An Elegant Player for High-Def Movies
HD DVD movie players are no longer your only high-def DVD living-room option: Samsung has shipped its $1000 BD-P1000, the first living-room player that uses rival format Blu-ray, and Sony Pictures and Lions Gate have released high-def Blu-ray movies to complement it.
Which type is better? We found little difference in image quality, but you'll get a more elegant player with the Samsung Blu-ray device. However, it costs twice as much as one of Toshiba's HD DVD players.
We put the Samsung player through its paces and compared it with two HD DVD models from Toshiba, the $499 HD-A1 and the $799 HD-XA1. (For further details on the HD DVD players and on a Blu-ray burner for PCs, read "DVD Goes High-Def.")

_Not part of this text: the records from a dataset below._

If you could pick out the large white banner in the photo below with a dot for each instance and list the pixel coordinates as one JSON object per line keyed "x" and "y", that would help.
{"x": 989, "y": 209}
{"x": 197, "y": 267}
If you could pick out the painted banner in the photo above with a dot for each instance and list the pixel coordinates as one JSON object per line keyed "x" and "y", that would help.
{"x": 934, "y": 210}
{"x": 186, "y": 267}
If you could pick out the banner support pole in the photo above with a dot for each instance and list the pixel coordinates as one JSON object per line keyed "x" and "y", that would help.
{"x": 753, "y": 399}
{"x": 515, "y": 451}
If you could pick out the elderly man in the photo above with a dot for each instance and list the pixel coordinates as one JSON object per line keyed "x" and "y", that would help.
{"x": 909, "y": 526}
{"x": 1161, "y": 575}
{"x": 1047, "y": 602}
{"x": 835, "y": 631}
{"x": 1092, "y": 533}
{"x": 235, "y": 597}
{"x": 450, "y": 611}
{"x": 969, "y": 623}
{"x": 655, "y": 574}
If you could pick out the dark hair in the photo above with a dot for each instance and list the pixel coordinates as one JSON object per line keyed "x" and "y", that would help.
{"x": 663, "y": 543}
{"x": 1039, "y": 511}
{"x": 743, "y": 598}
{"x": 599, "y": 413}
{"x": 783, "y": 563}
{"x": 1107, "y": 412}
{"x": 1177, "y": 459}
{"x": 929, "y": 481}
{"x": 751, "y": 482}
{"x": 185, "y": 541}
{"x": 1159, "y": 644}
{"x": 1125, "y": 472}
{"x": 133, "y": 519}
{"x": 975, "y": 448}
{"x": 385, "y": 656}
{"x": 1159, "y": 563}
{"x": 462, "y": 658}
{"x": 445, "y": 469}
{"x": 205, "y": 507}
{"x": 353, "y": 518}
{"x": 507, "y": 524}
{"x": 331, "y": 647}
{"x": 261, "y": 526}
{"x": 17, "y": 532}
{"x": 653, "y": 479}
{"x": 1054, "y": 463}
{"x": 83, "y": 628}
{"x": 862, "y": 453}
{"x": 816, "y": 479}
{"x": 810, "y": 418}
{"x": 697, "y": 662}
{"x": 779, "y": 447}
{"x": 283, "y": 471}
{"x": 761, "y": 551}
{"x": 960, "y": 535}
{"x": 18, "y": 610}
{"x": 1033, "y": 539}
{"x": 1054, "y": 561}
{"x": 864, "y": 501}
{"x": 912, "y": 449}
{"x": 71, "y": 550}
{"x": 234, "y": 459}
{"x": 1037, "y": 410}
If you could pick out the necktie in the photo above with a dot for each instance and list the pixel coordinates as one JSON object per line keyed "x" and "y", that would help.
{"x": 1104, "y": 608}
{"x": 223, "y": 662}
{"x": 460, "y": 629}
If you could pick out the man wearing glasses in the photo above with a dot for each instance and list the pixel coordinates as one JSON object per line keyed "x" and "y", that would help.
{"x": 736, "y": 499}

We can't directly compare movies played in the two HD formats because, as yet, none have come out in both Blu-ray and HD DVD. But both formats use the same video codecs (MPEG-2, MPEG-4 AVC, and VC1), and the disc formats should have no effect on how they play movies. In informal tests, each approach showed itself capable of producing stunning images, with far greater detail and depth than standard-definition versions of the same movies offer. The players differed very little in SD playback quality, but the Toshiba models delivered a slightly crisper image.
A word of warning: Though high-def yields far better image quality than standard-def, HD movies aren't perfect. In the Blu-ray films I've watched thus far, some scenes exhibited more noise than I expected from HD; on the other hand, some titles, like Ultraviolet, were sharp and eye-catching throughout. My experience with HD DVD was similarly mixed, with more artifacts cropping up in certain movie scenes than I had anticipated.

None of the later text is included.